Kuendigungsfrist Arbeitnehmer - Dauer, Berechnung & Praxis 2026

May 17, 2026

Welche Kuendigungsfrist gilt fuer Arbeitnehmer? Dieser Glossar-Eintrag erklaert die gesetzlichen Fristen nach § 622 BGB, Probezeit, Tarif- und Vertragsabweichungen sowie Sonderfaelle wie Aufhebungsvertrag und fristlose Kuendigung - klar fuer Arbeitgeber 2026.

Die Kuendigungsfrist fuer Arbeitnehmer betraegt nach § 622 Abs. 1 BGB 4 Wochen zum 15. oder Monatsende. Abweichungen sind ueber Tarif- oder Arbeitsvertrag moeglich. Dieser Glossar-Eintrag fasst alles Wichtige fuer Arbeitgeber zusammen.

Was ist die Kuendigungsfrist fuer Arbeitnehmer?

Die Kuendigungsfrist ist der Zeitraum zwischen dem Zugang der Kuendigung und der tatsaechlichen Beendigung des Arbeitsverhaeltnisses. Sie dient dem Schutz beider Parteien: Der Arbeitnehmer hat Zeit, eine neue Stelle zu suchen, der Arbeitgeber Zeit, Nachfolge zu organisieren.

Rechtsgrundlage ist § 622 BGB. Nach Absatz 1 betraegt die Grundfrist 4 Wochen zum 15. oder zum Ende eines Kalendermonats. Absatz 2 verlaengert die Frist mit zunehmender Betriebszugehoerigkeit - diese verlaengerten Fristen gelten ausdruecklich nur fuer Arbeitgeberkuendigungen, ausser arbeitsvertragliche oder tarifliche Regelungen erstrecken sie auf den Arbeitnehmer.

Fuer das Kuendigungsschreiben selbst gilt nach § 623 BGB Schriftform - elektronische Form (E-Mail) ist unwirksam, auch wenn der Arbeitnehmer kuendigt.

Wer hat welche Kuendigungsfrist?

Gesetzliche Grundfrist (§ 622 Abs. 1 BGB)

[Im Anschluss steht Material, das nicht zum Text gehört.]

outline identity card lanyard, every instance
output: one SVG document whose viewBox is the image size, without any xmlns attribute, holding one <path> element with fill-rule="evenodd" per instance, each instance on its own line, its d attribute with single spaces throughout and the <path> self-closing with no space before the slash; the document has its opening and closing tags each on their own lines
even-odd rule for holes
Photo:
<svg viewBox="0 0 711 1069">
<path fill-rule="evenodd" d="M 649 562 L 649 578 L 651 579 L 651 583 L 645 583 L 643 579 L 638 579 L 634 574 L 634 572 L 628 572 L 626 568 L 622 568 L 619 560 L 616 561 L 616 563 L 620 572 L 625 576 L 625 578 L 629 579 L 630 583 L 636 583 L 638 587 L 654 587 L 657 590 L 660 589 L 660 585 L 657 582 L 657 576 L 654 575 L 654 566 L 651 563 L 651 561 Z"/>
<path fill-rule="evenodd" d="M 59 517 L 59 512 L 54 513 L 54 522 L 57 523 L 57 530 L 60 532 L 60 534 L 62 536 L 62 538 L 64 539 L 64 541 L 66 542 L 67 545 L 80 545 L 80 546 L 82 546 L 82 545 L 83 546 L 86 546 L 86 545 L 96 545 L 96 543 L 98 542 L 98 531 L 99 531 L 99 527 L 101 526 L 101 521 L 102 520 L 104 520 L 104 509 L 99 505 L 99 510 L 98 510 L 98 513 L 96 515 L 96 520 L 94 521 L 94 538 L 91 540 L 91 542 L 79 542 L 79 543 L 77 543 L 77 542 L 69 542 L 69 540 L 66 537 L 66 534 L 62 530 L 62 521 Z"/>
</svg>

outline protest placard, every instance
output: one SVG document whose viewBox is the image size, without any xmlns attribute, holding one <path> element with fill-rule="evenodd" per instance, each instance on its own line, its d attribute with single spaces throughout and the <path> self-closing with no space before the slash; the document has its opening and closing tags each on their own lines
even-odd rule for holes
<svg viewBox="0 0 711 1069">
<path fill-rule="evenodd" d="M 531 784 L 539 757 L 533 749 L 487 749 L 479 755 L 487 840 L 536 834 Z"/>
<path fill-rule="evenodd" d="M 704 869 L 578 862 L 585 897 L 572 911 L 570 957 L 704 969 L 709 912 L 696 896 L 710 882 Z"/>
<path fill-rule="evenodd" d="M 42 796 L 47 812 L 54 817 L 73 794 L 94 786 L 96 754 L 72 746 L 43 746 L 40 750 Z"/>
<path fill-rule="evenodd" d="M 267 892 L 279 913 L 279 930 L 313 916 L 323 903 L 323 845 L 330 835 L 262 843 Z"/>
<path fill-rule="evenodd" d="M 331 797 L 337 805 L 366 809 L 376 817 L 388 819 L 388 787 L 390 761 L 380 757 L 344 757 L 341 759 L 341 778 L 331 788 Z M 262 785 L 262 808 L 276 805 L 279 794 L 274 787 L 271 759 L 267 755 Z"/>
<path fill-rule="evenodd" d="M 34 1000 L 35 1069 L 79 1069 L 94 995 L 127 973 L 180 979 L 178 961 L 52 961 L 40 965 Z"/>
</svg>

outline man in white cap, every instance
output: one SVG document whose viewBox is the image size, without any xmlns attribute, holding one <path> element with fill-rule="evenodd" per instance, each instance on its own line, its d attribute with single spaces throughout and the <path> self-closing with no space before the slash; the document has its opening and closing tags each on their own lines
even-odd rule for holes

4 Wochen zum 15. oder Monatsende - gilt fuer alle Arbeitnehmer, unabhaengig von der Betriebszugehoerigkeit. "4 Wochen" bedeutet 28 Kalendertage, nicht einen Monat.

Probezeit (§ 622 Abs. 3 BGB)

Waehrend einer vereinbarten Probezeit (max. 6 Monate) gilt eine verkuerzte Frist von 2 Wochen - ohne Termin, also zu jedem Tag. Eine Probezeit muss ausdruecklich vereinbart sein.

Befristete Arbeitsvertraege

Befristete Vertraege enden automatisch zum vereinbarten Datum. Eine ordentliche Kuendigung ist nur moeglich, wenn dies arbeits- oder tarifvertraglich vereinbart wurde (§ 15 Abs. 3 TzBfG). Ohne Vereinbarung sind nur ausserordentliche Kuendigungen aus wichtigem Grund (§ 626 BGB) zulaessig.

Tarifvertragliche Regelungen

Viele Tarifvertraege sehen abweichende Fristen vor - z.B. TVoeD: gestaffelt von 1 Monat bis 6 Monate je nach Betriebszugehoerigkeit, oft auch fuer den Arbeitnehmer geltend. Tarifregeln gehen dem BGB vor (§ 622 Abs. 4 BGB).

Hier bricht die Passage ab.